Ma perché, perché? Perché ci sarà un mese e mezzo senza
calcio? Perché tra pochi giorni i campionati finiranno e noi saremo soli con la
bellezza beffarda dell’estate? Non voglio saperne nulla della Nations League, è
una camomilla nel solleone mentre si bramano fiumi di birre e sudore. Un anno
coi Mondiali a dicembre, in una parte di mondo dove il calcio ha lo stesso
senso del larice in spiaggia e i cammelli hanno arie da compatimento.

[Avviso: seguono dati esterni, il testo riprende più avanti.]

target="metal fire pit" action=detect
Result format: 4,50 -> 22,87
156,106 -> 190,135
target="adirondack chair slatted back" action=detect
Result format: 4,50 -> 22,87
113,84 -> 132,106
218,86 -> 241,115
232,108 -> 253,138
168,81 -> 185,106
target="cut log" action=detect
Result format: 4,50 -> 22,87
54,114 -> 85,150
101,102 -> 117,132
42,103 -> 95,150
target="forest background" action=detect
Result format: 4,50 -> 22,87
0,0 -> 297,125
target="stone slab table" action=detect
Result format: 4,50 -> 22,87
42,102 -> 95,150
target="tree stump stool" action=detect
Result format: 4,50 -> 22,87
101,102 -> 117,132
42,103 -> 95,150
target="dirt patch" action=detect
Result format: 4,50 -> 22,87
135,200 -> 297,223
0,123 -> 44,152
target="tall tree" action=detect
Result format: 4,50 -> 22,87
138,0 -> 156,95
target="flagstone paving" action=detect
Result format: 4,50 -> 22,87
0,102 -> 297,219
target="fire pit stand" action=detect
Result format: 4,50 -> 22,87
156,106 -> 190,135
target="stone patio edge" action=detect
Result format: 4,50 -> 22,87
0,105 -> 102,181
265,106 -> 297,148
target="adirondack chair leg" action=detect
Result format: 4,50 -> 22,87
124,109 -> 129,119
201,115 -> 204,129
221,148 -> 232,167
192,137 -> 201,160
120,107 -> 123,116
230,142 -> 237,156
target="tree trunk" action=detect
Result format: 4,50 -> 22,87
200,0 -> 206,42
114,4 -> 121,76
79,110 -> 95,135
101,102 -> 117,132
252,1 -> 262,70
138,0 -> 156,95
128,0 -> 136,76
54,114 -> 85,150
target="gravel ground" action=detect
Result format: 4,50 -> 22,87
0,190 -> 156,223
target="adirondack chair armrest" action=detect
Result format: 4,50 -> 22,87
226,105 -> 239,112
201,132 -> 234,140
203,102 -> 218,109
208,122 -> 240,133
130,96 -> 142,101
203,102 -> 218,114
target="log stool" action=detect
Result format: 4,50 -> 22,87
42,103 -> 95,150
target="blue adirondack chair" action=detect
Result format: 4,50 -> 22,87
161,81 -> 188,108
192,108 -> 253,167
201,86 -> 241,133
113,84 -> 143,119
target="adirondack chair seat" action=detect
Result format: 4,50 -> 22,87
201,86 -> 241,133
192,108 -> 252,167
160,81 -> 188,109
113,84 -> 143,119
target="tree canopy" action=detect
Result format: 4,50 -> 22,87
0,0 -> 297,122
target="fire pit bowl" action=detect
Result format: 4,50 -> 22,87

Non so, si giocano centinaia di giornate, quasi tutte al
gelo, moltissime coi regali di Natale in braccio o le mascherine che ci tarpano
la faccia, carnascialesche o mediche. Giornate di ombre lunghe come anni della
fame o sere illuminate dalla floscia luce dei fari e poi, sul più bello, quando
maggio canta la sua canzone di benvenuto a giugno e luglio, zacchete, il vuoto
d’orrore riempito da menate come i bagni al fiume o le escursioni in montagna,
la noia suprema dentro la quale i cattivi pensieri avviano cantieri assurdi e
rimbombano nelle teste indifese.
Invece di spedire in modo sano le genti a ai bordi dei campi
a godersi calci e discorsi, no, niente, ci mandano in giro coi bermuda e i
sandali a sbrodolarci di gelati, a non capirci nella babele di lingue del
turismo fannullone e a respirare l’odore di plastica dei canotti.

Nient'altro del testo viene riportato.